»MUSS HEUTE PASSIEREN«

Benjamin Althammer und Else Gabriel 2025
 

Heute, morgen — aber am besten schon gestern. Formular 1, Vertragsentwurf 9, Passierschein A38 — nur noch schnell die Welt retten. Dringend!

Der solide recherchierte Artikel des Vortags ist am folgenden Abend schon Makulatur. Die Datenkabel laufen heiß, wir schicken Papiere im Kreis und verzichten auf eigensinniges Denken. Hoch lebe die "Schwarmintelligenz" der Blasen. Hauptsache, es brummt.
Arbeiten will eh keiner mehr und mit dieser Jugend kann es nur bergab gehen. Früher hätte es das nicht gegeben. Setz dich hin, nimm dir einen Keks. Durchatmen. Mal ein wenig Gras anfassen und auf der Wiese liegen. Keine Zeit!
Unterdessen werden Volkskörper beschworen und wir jammern auf höchstem Niveau. Schleichend, doch umfassend vollzieht sich eine radikale Wende. Mit Ideen von gestern zielstrebig nach vorne in die Rentnerrepublik. Türen zu, Fenster zu, Ausländer raus!

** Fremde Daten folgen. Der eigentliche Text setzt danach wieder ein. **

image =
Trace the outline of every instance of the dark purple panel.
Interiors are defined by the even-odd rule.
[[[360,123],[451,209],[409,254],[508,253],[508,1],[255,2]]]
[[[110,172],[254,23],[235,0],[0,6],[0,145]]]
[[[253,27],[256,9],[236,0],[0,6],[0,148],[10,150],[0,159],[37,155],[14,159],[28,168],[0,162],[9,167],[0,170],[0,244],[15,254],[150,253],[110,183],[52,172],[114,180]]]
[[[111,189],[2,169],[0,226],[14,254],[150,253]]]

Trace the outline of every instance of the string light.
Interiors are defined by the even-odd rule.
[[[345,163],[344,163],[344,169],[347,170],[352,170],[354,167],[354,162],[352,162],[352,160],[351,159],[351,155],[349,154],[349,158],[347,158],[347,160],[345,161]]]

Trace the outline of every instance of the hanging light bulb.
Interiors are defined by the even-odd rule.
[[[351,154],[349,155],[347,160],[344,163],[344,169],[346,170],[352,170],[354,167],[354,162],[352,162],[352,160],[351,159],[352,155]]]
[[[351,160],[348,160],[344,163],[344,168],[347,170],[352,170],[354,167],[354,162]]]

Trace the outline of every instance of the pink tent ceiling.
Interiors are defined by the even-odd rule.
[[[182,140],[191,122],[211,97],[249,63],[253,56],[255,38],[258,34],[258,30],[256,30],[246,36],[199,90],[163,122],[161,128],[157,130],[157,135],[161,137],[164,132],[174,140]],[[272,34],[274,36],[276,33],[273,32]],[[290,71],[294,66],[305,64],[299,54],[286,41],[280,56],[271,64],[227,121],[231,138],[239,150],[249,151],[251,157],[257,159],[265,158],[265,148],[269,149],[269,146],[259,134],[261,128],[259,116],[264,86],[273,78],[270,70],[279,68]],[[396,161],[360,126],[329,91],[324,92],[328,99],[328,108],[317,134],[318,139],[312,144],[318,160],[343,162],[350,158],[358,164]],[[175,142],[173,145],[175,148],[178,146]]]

Kunst braucht Zeit. Und zeitgenössische Kunst muss mehr sein als eine Kommentarfunktion zum Weltgeschehen. In Erregungsspiralen eine karrieretaugliche Wendeltreppe zu erklimmen, erscheint verlockend — aber je wuchtiger der tagesaktuelle Skandal, umso brüchiger die Stiegen. Denn je schnelllebiger das Geschehen, um so eher läuft Mensch Gefahr, bei beschleunigtem Nachdenken auch mal Pech zu haben. Erstaunt erlebt man Zeitgenossen, die in solchen Momenten die eigene Erhabenheit ebenso zu spüren meinen wie die Existenz tragfähiger Flügel, und auf diesem Hochgefühl beharren, auch wenn sie längs durchs Kiesbett schrammen. Subversion wird wieder verdächtig. Wer sich nicht stressen lässt, verdirbt das Spiel.
Bildhauerei ist seit jeher die Kunstform der Bodenhaftung und Schwerkraft. Eine Idee braucht Zeit. Ein Material kennenzulernen ebenso. Eine Form zu finden, ist kein Sprint, eine gelungene Inszenierung gehört sensibel austariert. Kein solides Konzept gelingt ohne gedankliche Vertiefung. Die Frage, wie sich das in einer Ausbildung unterbringen lässt, die seit Bologna auf Zielstrebigkeit getrimmt ist, beschäftigt uns täglich. Wie können wir in Ruhe denken und arbeiten, wenn alle nur noch durch die Tage und Wochen hetzen?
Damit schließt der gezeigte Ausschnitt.